Monday, April 7, 2008


In the second half of the book, Michael Pollan leaves industrialized corn production behind and examines a different kind of farming – the kind practiced by Swoope, Virginia, farmer Joel Salatin.

Salatin describes himself as a "Christian-conservative-libertarian-environmentalist-lunatic farmer," and, more succinctly, a "grass farmer."

I made a few observations in an earlier post about how Howell Farm recycles itself – many of the crops grown here become feed for the draft animals, and then the manure from the draft animals gets used in the fields as fertilizer, helping grow more crops.

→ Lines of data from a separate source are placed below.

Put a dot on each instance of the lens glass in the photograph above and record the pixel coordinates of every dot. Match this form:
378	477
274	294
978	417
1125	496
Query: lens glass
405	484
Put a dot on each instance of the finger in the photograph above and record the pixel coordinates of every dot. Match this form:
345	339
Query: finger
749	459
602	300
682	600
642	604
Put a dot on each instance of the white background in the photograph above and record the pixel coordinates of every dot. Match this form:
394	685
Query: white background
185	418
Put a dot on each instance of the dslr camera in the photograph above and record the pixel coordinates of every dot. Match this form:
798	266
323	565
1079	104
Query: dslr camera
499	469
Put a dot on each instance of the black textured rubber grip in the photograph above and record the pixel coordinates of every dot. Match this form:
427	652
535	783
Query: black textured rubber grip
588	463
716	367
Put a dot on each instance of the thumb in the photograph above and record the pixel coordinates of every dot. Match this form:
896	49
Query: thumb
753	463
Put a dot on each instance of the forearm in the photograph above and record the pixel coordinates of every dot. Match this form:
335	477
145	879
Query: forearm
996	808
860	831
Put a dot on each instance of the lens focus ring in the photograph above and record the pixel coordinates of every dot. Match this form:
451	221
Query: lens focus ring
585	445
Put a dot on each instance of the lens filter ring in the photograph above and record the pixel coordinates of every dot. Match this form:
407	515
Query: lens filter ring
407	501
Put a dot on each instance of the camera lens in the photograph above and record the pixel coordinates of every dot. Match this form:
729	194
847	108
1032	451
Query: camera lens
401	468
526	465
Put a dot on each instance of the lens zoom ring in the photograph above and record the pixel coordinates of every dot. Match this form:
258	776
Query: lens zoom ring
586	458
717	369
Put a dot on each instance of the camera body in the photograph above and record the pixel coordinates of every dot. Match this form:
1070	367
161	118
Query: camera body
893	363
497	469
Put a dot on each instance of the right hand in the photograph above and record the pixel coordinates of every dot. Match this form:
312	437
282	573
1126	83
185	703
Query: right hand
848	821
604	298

That's a fairly straightforward example of the kind of symbiosis that can take place on a farm free of the monoculture prevalent on many large American farms. What Salatin does is supersize those natural efficiencies by multiplying the elements of his web – he raises chicken, beef, turkeys, eggs, rabbits, pigs, tomatoes, sweet corn, and berries on 100 acres. Most every would-be waste product goes to enrich some other aspect of the farm, and at the core of everything is his pasture grass.

Grass is all-important in this web because it can do something farm animals and we humans cannot – convert solar energy into food energy. Up the food chain, the animals eat the grass, and then we eat the animals. Which means, indirectly, we're eating sunlight, and when that happens the result is usually for the better of all involved – the environment, the animals, and our own health.

Now that I've finished the book, I'm intrigued at how Pollan's comparison of grass-based farming to corn-based farming breaks down into an even more fundamental comparison between a world fed off the sun versus a world fed off fossil fuels (see my previous post on synthetic nitrogen fertilizer for more on that.) When we choose the sun, we get healthy food grown in healthy places. When we choose fossil fuels, we get food not as healthy grown in unhealthy places, but it comes to us far easier.

I'm struck that the same choice now faces America in regards to global warming and human-caused climate change. When we choose fossil fuels over solar and other renewable energy sources, the consequence is that the Earth's natural system of climate regulation is thrown out of balance. And yet, it is those same fossil fuels that provide so much of the easy abundance of modern life – electricity, transportation, and the ability to grow more food than once ever thought possible.

So I'd break the question down even further. Given the choice, do Americans want it easy, or do they want it Good? Having it both ways might not be an option.